Esse “primeiro ano” do Assassímio foi, em outubro de 2019, reunido em um volume único lá fora batizado de Bullets & Bananas (Balas & Bananas), que é o objeto da presente crítica, mas com comentários separados para cada publicação lá contida. Vamos lá conhecer a trajetória inicial desse inusitado, mas muito curioso macaco louco?

Hit-Monkey #1
(one-shot)

Em fevereiro de 2010, a Marvel Comics lançava um estranho título inédito exclusivamente em seu serviço de streaming em quadrinhos Marvel Unlimited. Era a estreia de um personagem chamado Hit-Monkey – Assassímio, por aqui – um literal macaco-japonês que, logo na capa, aparece vestido de terno e portando duas pistolas.

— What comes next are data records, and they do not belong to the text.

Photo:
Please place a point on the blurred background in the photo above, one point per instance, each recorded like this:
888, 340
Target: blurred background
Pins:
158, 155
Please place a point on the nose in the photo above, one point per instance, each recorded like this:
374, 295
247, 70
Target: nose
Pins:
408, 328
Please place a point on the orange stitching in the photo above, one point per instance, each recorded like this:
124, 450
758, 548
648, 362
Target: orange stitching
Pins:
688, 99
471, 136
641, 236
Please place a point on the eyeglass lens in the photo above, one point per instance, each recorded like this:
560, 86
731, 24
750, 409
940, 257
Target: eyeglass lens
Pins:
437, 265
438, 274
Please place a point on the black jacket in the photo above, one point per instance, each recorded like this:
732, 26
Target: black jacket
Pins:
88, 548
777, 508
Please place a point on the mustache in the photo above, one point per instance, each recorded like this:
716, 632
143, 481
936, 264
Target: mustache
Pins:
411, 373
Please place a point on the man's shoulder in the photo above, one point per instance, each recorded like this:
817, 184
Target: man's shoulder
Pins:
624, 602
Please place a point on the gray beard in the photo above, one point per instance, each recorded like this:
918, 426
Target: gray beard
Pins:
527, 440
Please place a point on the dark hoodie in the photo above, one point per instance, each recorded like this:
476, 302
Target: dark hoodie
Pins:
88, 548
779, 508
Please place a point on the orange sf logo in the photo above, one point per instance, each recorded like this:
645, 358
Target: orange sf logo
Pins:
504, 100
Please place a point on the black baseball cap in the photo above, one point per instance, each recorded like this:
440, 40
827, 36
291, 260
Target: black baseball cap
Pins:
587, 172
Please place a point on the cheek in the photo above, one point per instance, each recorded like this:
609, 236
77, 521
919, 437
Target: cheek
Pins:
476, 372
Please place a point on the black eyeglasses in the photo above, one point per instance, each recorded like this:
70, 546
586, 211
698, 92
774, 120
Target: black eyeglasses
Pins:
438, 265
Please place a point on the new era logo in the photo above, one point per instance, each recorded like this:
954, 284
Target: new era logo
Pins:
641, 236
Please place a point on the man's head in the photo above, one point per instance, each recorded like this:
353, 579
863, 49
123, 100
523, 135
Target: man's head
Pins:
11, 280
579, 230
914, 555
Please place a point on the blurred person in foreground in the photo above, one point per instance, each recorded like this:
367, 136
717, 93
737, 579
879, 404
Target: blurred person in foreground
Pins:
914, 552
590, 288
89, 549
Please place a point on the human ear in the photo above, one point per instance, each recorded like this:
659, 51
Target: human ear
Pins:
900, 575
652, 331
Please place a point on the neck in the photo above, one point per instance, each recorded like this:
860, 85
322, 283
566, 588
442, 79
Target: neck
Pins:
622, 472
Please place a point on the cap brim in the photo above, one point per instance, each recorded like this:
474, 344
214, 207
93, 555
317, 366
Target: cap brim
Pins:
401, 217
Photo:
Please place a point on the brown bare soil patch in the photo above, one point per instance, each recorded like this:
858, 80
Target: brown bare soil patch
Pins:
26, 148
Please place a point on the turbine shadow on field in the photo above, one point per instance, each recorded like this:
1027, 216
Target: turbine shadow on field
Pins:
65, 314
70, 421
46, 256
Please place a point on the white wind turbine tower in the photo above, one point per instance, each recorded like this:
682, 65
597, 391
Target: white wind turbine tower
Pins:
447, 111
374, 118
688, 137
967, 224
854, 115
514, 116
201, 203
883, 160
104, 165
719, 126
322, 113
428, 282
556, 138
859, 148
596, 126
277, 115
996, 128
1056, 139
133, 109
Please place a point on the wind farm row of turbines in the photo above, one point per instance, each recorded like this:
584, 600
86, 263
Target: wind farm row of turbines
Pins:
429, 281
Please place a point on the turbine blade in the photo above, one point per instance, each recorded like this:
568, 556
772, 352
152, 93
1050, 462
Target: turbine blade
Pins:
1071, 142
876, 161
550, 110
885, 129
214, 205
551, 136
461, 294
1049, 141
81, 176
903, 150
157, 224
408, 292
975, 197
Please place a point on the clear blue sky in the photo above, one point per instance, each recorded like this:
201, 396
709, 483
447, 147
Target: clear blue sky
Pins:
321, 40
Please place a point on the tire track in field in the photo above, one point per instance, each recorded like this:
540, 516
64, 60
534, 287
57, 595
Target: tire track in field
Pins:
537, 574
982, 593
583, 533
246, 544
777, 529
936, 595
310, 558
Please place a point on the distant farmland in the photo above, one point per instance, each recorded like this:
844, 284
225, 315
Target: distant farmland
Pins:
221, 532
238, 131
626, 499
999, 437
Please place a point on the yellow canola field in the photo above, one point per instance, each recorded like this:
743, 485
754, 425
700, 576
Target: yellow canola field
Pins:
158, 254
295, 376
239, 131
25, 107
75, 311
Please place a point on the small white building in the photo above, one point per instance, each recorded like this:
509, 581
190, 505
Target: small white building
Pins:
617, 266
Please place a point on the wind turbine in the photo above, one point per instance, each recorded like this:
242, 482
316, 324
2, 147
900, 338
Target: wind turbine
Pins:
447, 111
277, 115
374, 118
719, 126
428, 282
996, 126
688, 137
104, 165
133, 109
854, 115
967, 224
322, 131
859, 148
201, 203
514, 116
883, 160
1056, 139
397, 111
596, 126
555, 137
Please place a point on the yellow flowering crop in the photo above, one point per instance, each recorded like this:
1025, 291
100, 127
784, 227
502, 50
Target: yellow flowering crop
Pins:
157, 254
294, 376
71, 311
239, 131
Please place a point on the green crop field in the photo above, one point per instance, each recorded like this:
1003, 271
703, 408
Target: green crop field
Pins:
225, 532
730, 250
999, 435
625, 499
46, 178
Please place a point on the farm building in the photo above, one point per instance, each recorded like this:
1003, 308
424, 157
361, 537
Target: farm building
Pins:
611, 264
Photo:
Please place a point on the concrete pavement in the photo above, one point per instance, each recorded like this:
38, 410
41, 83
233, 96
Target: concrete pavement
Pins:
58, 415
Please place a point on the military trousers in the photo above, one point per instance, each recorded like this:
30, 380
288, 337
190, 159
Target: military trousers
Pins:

Esse one-shot escrito por Daniel Way é uma história de origem, mas bem diferente do que se poderia imaginar no contexto das origens dos personagens da editora, normalmente conectados com eventos fora do comum como soros especiais, substâncias radioativas, mutações, alienígenas e coisas assim.

Mas, primeiro, uma digressão, pois eu queria muito saber como foi o processo criativo de Daniel Way para criar o Assassímio. Imagino que ele ou tenha visitado pessoalmente as fontes termais japonesas onde esses macacos de pelagem branca e rostos vermelhos se aquecem no inverno ou, mais provavelmente, viu vídeos e fotos da National Geographic, Discovery ou outras com os belos animais, as mesmas fotos que provavelmente todos nós já vimos dada a curiosidade que é ver os bichinhos refestelados no que são literalmente ofurôs para macacos. Agora, como é que o autor partiu disso para imaginar um desses animais transformando-se em um assassino vingativo que tem como objetivo liquidar outros assassinos, eu realmente não sei e, muito provavelmente, tenho até medo de saber. Seja como for, Daniel Way assim o fez e da maneira mais simples possível.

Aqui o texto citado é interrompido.